Friday, October 9, 2009

Privatization of the state

Alex de Waal has just finished up his five-part critical review of Jean-Francois Bayart's The State in Africa. (For those without the time or inclination to read the full five-part series, I'll serve up the punchline here: despite critiquing the lines of analysis Bayart does and does not pursue, de Waal concludes by giving the book the highest praise an academic work can hope for – that it's “useful.”) Part Two looks at the idea of extraversion, which I discussed in a previous post. De Waal uses the Sudan/Chad/CAR context to illustrate his critique of extraversion, and in so doing he lays out the broader context of the raiding dynamics I'm studying ethnographically in CAR.

In another of Bayart's books, The Criminalization of the State in Africa, the author argues that the state in Africa has become privatized. The public/private distinctions associated with the Habermasian democratic ideal are inoperative and political institutions represent means of private enrichment. The political position is coterminous with its holder, rather than existing as a set of theoretical ideals of service apart from the “kota zo” (big person) inhabiting it.

I have mentioned in earlier posts how the French leased pretty much the entirety of CAR's territory to concessionary companies. Any administration was a by-product of the quest for private profit. That kind of privatized state is pretty straightforward to imagine. It is similar to contemporary enclaves like mining operations. But what does it really mean to talk of the privatization of the whole state today? I heard a story yesterday that provides an excellent illustration, if also a tragic one.
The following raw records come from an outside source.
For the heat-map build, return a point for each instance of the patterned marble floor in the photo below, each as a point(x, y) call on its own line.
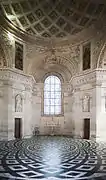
point(52, 158)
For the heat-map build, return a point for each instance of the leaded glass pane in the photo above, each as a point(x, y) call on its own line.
point(52, 95)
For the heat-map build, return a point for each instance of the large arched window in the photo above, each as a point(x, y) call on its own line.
point(52, 96)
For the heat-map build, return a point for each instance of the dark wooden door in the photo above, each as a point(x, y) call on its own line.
point(86, 128)
point(18, 128)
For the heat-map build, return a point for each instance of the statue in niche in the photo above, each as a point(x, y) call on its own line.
point(2, 58)
point(86, 56)
point(18, 56)
point(86, 104)
point(18, 103)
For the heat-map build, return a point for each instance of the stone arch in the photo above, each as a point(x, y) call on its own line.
point(54, 74)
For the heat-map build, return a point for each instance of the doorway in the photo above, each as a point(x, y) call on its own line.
point(86, 128)
point(18, 128)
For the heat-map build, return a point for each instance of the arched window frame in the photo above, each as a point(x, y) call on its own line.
point(62, 107)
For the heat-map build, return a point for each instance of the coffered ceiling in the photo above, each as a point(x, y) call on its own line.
point(52, 18)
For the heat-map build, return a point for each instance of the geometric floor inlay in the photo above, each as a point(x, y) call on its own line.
point(52, 158)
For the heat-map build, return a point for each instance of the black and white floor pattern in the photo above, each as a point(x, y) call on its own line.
point(52, 158)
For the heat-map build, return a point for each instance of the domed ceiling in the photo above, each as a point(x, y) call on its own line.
point(52, 18)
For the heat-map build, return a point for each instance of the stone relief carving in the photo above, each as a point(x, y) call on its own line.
point(18, 103)
point(86, 104)
point(7, 48)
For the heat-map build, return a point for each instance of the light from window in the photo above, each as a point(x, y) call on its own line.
point(52, 95)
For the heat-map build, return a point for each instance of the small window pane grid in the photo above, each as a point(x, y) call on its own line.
point(52, 96)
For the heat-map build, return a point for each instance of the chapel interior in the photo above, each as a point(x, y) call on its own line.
point(53, 89)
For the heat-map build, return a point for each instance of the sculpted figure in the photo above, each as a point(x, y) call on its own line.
point(86, 104)
point(18, 103)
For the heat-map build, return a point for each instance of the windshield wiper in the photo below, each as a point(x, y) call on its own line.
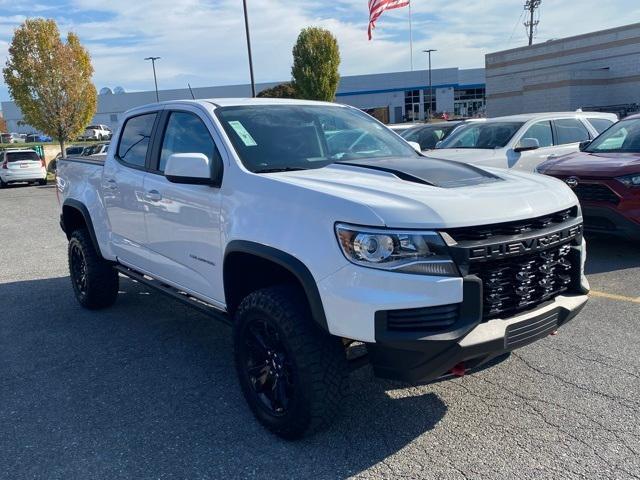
point(278, 169)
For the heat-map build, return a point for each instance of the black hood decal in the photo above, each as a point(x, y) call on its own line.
point(428, 171)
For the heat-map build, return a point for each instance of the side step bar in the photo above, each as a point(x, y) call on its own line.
point(183, 297)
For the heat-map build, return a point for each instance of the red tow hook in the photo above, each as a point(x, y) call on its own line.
point(459, 370)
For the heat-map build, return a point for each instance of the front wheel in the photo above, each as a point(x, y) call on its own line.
point(292, 374)
point(94, 280)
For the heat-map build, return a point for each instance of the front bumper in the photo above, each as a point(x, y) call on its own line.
point(609, 221)
point(419, 360)
point(27, 176)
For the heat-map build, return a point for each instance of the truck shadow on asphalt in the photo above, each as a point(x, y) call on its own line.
point(147, 388)
point(611, 254)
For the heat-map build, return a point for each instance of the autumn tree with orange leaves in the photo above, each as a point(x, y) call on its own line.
point(50, 79)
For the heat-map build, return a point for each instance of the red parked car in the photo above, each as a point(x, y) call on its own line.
point(605, 175)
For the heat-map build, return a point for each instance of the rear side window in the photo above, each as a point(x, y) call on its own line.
point(600, 124)
point(570, 130)
point(185, 133)
point(135, 138)
point(542, 132)
point(22, 156)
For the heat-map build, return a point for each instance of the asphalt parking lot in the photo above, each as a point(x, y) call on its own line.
point(147, 389)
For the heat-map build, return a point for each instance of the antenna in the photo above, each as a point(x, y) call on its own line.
point(531, 24)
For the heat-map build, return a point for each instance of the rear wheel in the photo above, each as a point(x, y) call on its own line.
point(94, 280)
point(292, 373)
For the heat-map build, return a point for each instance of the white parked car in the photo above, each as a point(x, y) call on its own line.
point(96, 132)
point(246, 209)
point(522, 141)
point(19, 166)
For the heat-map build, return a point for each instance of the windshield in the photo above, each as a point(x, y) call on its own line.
point(624, 136)
point(485, 135)
point(298, 137)
point(428, 136)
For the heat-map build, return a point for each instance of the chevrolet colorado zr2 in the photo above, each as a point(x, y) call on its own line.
point(318, 233)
Armed men, believed to be members of the Lord's Resistance Army, attacked a truck carrying humanitarian and development supplies for an NGO working in the southeastern part of the country. Two of the people in the truck were killed, and one was gravely injured. The injured man suffered a bullet in his spine, leaving him paralyzed from the waist down, and he was airlifted to the hospital in Bangui. There, his condition worsened and his body wasted as the doctors waited, apparently unsure whether they had the expertise to treat him. Finally, two weeks after his arrival in the capital, the doctors issued their verdict: he should been flown to Cameroon and operated upon immediately.

The NGO employees launched into making this happen. Foreigners here generally have health insurance and so can be evacuated with relatively little red tape, but CAR nationals do not, and airlifting them requires a signature from the minister of health. Following many frantic phone calls and intervention by the UN humanitarian chief and various other high-placed people, the minister of health signed the paperwork at 11am on Tuesday. The once-weekly plane would depart just three hours later. One of the NGO employees called the doctor needed to accompany the injured man. For various reasons, only this one doctor could accompany the patient – it is a state hospital, and the patient was his responsibility.
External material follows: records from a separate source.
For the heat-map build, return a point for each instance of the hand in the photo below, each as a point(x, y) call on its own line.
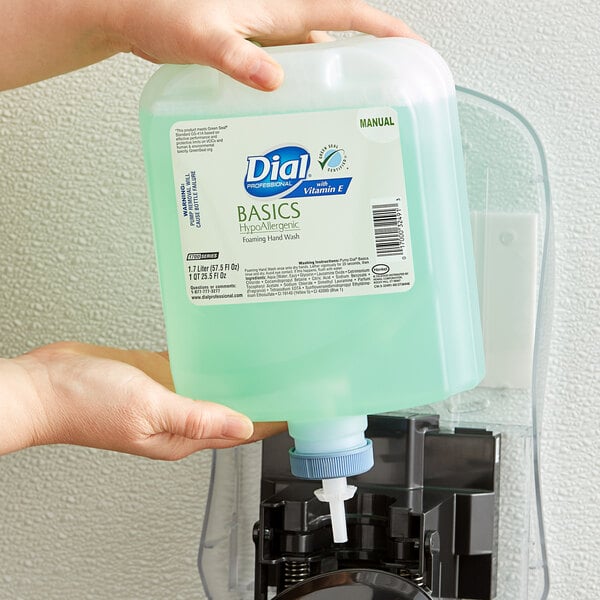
point(43, 38)
point(217, 32)
point(101, 397)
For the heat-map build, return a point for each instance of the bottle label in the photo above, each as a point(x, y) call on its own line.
point(293, 206)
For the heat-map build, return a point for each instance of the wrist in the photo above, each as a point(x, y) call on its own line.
point(23, 418)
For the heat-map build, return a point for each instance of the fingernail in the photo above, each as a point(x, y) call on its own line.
point(266, 75)
point(237, 427)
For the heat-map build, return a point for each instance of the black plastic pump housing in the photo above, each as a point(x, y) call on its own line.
point(422, 525)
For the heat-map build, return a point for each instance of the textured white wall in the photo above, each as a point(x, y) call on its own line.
point(76, 261)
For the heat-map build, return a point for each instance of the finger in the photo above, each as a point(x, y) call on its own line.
point(169, 447)
point(245, 62)
point(198, 420)
point(354, 16)
point(315, 37)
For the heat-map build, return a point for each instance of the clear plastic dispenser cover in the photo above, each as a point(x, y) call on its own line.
point(510, 213)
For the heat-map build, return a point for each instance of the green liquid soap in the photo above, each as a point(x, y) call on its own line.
point(313, 243)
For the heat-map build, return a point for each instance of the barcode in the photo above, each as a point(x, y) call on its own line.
point(389, 229)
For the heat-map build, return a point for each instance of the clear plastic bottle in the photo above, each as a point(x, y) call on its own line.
point(313, 243)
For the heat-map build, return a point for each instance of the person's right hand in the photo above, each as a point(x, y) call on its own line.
point(217, 32)
point(44, 38)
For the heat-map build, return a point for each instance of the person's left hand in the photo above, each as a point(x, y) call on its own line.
point(122, 400)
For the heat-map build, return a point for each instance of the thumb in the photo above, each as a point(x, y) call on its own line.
point(200, 420)
point(245, 62)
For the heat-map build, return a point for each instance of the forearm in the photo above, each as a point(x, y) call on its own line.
point(43, 38)
point(21, 414)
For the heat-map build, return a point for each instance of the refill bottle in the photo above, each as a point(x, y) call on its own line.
point(313, 243)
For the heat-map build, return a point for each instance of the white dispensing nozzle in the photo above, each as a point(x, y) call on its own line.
point(336, 491)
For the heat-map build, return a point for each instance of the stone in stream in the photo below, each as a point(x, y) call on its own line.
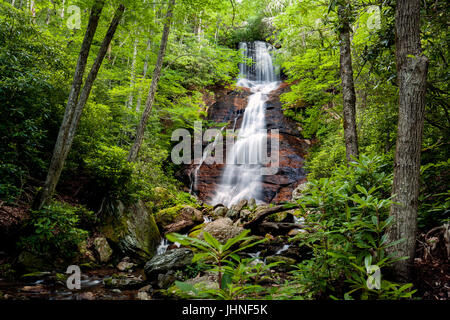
point(123, 282)
point(133, 229)
point(103, 249)
point(125, 264)
point(252, 204)
point(178, 219)
point(141, 295)
point(222, 229)
point(287, 264)
point(170, 260)
point(220, 211)
point(235, 210)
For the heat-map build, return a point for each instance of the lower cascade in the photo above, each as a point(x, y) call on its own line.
point(242, 176)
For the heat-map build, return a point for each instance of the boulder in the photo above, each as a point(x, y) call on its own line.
point(220, 211)
point(127, 282)
point(133, 230)
point(297, 193)
point(252, 204)
point(222, 229)
point(125, 264)
point(178, 218)
point(245, 214)
point(103, 249)
point(170, 260)
point(287, 265)
point(33, 263)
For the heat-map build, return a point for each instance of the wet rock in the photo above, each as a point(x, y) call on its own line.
point(32, 263)
point(147, 288)
point(103, 249)
point(232, 214)
point(133, 229)
point(245, 215)
point(143, 296)
point(286, 265)
point(222, 229)
point(179, 218)
point(171, 260)
point(241, 204)
point(297, 193)
point(206, 282)
point(295, 232)
point(252, 204)
point(165, 280)
point(86, 296)
point(228, 105)
point(34, 289)
point(85, 255)
point(125, 264)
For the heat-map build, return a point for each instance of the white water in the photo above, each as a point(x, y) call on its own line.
point(242, 177)
point(163, 245)
point(283, 249)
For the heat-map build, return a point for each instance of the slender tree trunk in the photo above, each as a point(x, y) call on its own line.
point(154, 85)
point(62, 10)
point(348, 87)
point(133, 69)
point(412, 69)
point(93, 75)
point(144, 73)
point(75, 105)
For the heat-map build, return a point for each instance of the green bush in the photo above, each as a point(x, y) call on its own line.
point(348, 214)
point(54, 231)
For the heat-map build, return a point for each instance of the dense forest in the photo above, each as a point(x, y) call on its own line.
point(94, 207)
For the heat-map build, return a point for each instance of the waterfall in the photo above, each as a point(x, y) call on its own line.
point(242, 177)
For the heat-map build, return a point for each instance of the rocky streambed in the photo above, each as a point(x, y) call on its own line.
point(130, 264)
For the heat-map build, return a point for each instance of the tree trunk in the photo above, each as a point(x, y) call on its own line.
point(93, 75)
point(132, 75)
point(154, 85)
point(348, 87)
point(144, 74)
point(74, 107)
point(412, 69)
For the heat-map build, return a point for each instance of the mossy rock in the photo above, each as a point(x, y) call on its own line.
point(195, 232)
point(133, 230)
point(167, 216)
point(33, 263)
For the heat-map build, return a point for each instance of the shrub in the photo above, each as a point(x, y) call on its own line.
point(348, 213)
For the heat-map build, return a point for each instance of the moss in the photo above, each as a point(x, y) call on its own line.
point(6, 271)
point(134, 231)
point(195, 232)
point(61, 277)
point(115, 228)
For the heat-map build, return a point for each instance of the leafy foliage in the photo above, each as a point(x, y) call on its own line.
point(55, 231)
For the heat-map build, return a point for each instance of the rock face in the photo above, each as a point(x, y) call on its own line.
point(133, 230)
point(171, 260)
point(228, 106)
point(222, 229)
point(178, 218)
point(103, 249)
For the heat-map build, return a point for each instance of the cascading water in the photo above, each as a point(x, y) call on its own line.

The doctor was at home when he received the call. Perhaps he expected that it would take longer to obtain the minister's signature than it did. But he flat-out refused to get on the plane. He said he didn't want to. It didn't suit his schedule. He didn't elaborate and didn't seem at all ashamed that he was so flagrantly neglecting the responsibilities of his post. Obstinate, the doctor continued stalling. Soon the plane would depart, and he wouldn't have to leave for another week, if at all.
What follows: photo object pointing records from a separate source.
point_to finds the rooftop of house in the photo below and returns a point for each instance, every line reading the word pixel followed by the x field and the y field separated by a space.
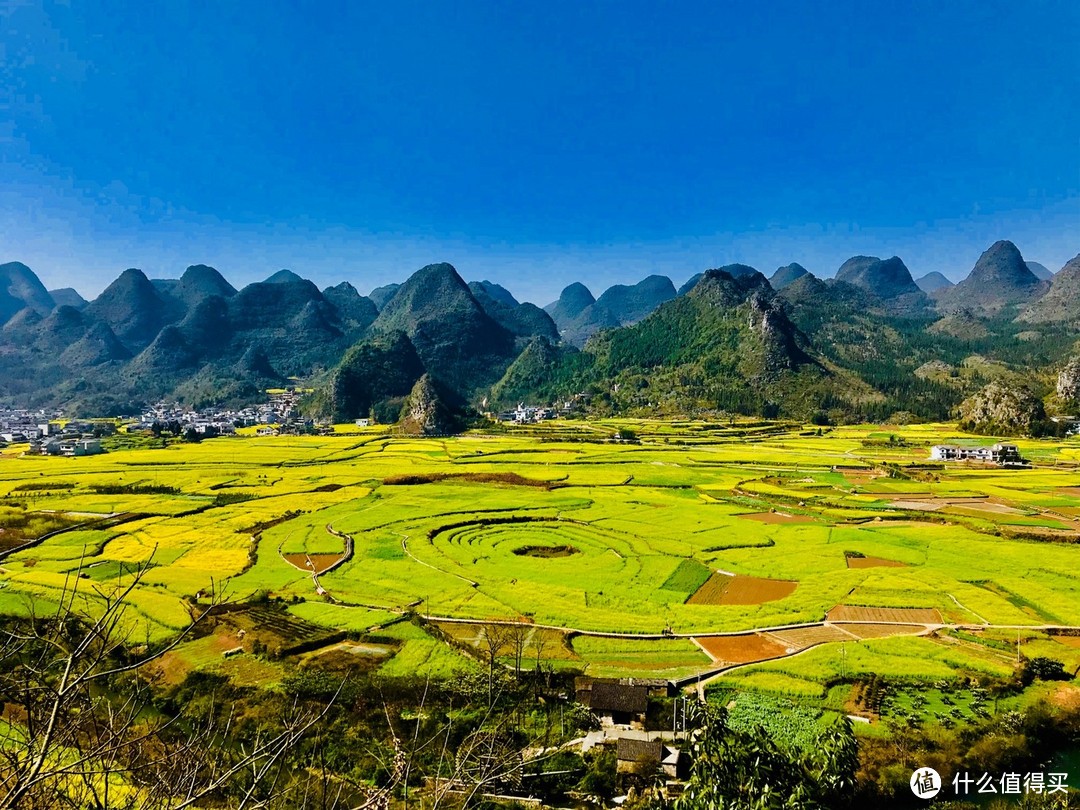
pixel 619 698
pixel 639 751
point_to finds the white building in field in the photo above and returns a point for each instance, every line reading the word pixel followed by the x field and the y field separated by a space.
pixel 999 454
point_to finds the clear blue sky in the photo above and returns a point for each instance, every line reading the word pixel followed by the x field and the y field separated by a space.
pixel 534 144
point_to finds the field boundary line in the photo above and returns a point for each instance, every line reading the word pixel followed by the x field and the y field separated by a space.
pixel 472 583
pixel 964 607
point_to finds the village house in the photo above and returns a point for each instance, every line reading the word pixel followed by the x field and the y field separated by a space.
pixel 619 702
pixel 1002 455
pixel 643 757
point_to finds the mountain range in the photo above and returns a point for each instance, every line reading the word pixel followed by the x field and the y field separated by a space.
pixel 871 342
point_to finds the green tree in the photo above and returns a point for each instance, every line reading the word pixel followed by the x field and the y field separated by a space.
pixel 734 770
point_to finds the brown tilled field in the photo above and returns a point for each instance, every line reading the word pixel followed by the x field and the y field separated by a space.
pixel 882 631
pixel 777 517
pixel 902 616
pixel 741 649
pixel 807 636
pixel 874 563
pixel 721 589
pixel 321 562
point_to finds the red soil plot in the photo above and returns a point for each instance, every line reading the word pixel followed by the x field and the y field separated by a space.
pixel 882 631
pixel 802 637
pixel 900 616
pixel 721 589
pixel 742 649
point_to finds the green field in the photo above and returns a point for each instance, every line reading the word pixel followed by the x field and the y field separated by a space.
pixel 558 526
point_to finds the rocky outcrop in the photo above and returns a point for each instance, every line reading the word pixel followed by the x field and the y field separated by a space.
pixel 1002 409
pixel 1068 382
pixel 426 413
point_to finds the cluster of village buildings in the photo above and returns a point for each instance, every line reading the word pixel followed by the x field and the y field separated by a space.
pixel 531 414
pixel 1002 455
pixel 46 435
pixel 282 408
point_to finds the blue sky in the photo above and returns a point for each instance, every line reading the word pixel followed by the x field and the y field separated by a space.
pixel 534 145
In the end, the NGO employees prevailed, and the wounded, quite possibly dying man made it on the plane to Cameroon at the last possible minute.

In this situation, the doctor's position in the civil service position represented little more than a bundle of his individual interests. It could almost seem like to the doctor, the patient was somehow less than human – otherwise, how to explain the lack of empathy for the dying man under his care?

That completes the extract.